1963年 (昭和38年) 2月2日 土曜  前の記事 目次 次の記事
 ライヴ演奏:ゴーモン・シネマ/ブラッドフォード

  
この日は記念すべきビートルズの初UKツアーの初日であった。それはヨークシャー・ブラッドフォード (Bradford, Yorkshire) のニュー・ヴィクトリア通り (New Victoria Street) にあるゴーモン・シネマ (Gaumont Cinema) で開催された。

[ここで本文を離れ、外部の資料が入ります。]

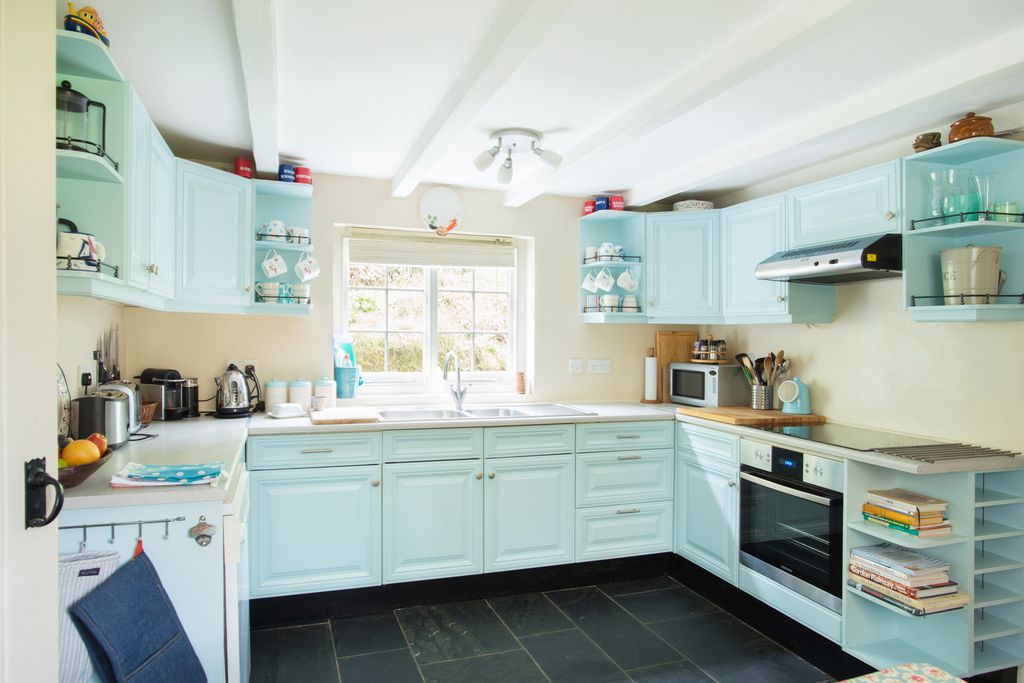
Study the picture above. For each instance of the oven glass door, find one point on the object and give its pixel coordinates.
(793, 526)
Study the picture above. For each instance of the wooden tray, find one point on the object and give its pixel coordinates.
(745, 416)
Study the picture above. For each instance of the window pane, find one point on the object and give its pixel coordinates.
(404, 311)
(460, 343)
(492, 312)
(493, 280)
(366, 274)
(366, 309)
(404, 353)
(369, 351)
(406, 276)
(455, 279)
(492, 352)
(455, 311)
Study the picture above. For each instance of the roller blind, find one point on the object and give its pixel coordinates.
(408, 248)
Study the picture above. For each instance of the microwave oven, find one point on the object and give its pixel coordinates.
(708, 386)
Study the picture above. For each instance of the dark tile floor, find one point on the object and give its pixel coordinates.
(649, 631)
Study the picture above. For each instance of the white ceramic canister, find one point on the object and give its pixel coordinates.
(300, 391)
(276, 392)
(327, 388)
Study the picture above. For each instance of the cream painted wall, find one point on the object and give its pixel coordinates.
(286, 347)
(80, 322)
(875, 367)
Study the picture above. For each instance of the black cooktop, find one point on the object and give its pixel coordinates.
(857, 438)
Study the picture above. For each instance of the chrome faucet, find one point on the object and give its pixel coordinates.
(458, 391)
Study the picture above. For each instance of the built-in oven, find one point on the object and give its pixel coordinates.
(791, 520)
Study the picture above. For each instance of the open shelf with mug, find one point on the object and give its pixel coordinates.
(611, 269)
(969, 195)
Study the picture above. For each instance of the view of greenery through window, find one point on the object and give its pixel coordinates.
(390, 308)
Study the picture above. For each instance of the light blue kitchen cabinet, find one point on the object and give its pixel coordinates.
(433, 519)
(708, 515)
(865, 202)
(527, 512)
(214, 235)
(682, 266)
(314, 529)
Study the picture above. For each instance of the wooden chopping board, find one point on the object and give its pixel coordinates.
(745, 416)
(671, 347)
(344, 416)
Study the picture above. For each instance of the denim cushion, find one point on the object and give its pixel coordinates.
(132, 632)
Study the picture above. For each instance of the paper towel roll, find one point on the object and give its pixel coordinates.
(650, 378)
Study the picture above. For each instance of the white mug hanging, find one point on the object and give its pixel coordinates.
(307, 267)
(273, 264)
(589, 284)
(604, 281)
(627, 281)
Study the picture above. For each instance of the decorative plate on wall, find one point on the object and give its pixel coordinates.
(440, 210)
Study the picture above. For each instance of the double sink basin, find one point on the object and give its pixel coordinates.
(489, 413)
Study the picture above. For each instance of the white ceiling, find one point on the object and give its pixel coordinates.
(654, 98)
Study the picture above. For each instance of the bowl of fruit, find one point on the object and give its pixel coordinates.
(80, 458)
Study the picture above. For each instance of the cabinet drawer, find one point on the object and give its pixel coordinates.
(535, 440)
(620, 435)
(606, 478)
(421, 444)
(623, 530)
(282, 453)
(708, 442)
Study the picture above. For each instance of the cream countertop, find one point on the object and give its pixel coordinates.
(178, 442)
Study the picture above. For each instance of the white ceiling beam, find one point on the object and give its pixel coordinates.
(988, 75)
(519, 28)
(794, 26)
(255, 30)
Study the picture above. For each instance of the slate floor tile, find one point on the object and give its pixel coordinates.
(529, 613)
(454, 631)
(639, 586)
(361, 635)
(515, 667)
(662, 605)
(679, 672)
(299, 653)
(729, 650)
(568, 656)
(621, 636)
(392, 667)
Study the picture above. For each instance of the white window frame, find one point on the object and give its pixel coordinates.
(429, 381)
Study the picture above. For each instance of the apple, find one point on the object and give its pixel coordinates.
(99, 440)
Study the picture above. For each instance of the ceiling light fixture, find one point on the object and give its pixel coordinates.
(514, 140)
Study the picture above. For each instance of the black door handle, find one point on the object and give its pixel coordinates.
(36, 481)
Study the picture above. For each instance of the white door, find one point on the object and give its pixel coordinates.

広告に名前の載る6組の出演者の内、ビートルズは最下位であった。最上位に名前が記載されるメインスターは16歳の少女歌手ヘレン・シャピロ (Helen Shapiro) であった。このツアーは彼女のニュー・シングル『Queen For Today』の発売と同じ日にスタートしている。この新曲はすでに傾きかけていた彼女のキャリアの再起をかけたものであった。
  

私はアーサー [プロモーターのArthur Howes] とミーティングして、彼は言った。この新しいツアーでは、私はダニー・ウィリアムス (Danny Williams) とケニー・リンチ (Kenny Lynch) と一緒で、それからザ・レッド・プライス・コンボ (The Red Price Combo) が私のバックバンドとなり、デイヴ・アレン (Dave Allen) が司会を努め、それからこのビートルズという新しいグループも来る。

彼は私に彼らを知ってるかと聞いてきたけど、私はもちろん知っていた。私は彼らの『Love Me Do』が気に入っていて、このツアーを楽しみにしていた。

 

ヘレン・シャピロ
「Beatlemania!」マーティン・クリージー

  
そのツアーに参加するミュージシャンのほとんどはロンドンのオールソップ・プレイス (Allsop Place) のバスターミナルから出発し、ヨークシャーまではるばる旅していった。その日のヨークシャー地方の最高気温は-1℃で、雪と氷がその旅を危険なものにした。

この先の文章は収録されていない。